И вот поэт вступает в борьбу с этой изменчивой и неоднородной материей; ему приходится поочередно размышлять о звуке и о смысле, не только примирять гармонию и музыкальный период, но и соблюдать всевозможные интеллектуальные условия: логики, грамматики, поэтического сюжета, образных выражений и фигур речи и всякого рода украшательств, не говоря уже об общепринятых канонах. Представьте себе, сколько нужно приложить усилий, чтобы довести до победного конца рассуждение, в котором потребуется чудесным образом удовлетворить стольким требованиям одновременно.
И здесь начинаются непонятные и скрупулезные операции искусства сочинительства. Оно предлагает нам два аспекта, два основных метода, которые противостоят своими полюсами, но многократно соприкасаются и переплетаются на промежуточных стадиях.
Я приведу сравнение, к которому часто прибегаю, чтобы пояснить мои рассуждения. Как-то я выступал на эту тему в одном заграничном городе, и, когда воспользовался этим же сравнением, один из слушателей процитировал потрясающее изречение, убедившее меня, что высказанная мною мысль отнюдь не блещет новизной. Или, вернее, новой она казалась только мне. Вот эта цитата – отрывок из письма Ракана[165]
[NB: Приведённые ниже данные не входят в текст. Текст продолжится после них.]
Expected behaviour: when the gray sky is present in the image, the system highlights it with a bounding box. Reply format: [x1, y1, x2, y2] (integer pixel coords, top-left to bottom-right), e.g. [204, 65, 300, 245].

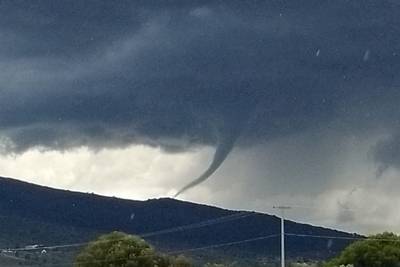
[1, 0, 400, 234]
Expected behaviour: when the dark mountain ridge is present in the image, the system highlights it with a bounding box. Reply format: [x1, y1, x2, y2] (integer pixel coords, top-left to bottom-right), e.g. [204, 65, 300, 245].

, адресованного Шаплену[166], где Ракан сообщает, что Малерб[167] сравнивал прозу с ходьбой, а поэзию – с танцем; точно так же как собираюсь сделать это я. «Назовите мою прозу, как вам нравится, – говорит Ракан, – галантной, наивной, игривой. Я решил следовать предписаниям моего первого наставника Малерба и не стремиться ни к определенному числу или ритму периодов[168] в моих стихах и ни к каким другим украшениям, кроме ясности изложения мыслей. Старина Малерб соотносил прозу с обычной ходьбой, а поэзию – с танцем, он говорил, что в том, что мы делаем по обязанности, допустима некоторая небрежность, но в том, что совершаем из тщеславия, – нелепо оставаться всего лишь заурядным. Хромой и подагрик не могут отказаться от ходьбы, но ничто не обязывает их танцевать вальс или гальярду»[169].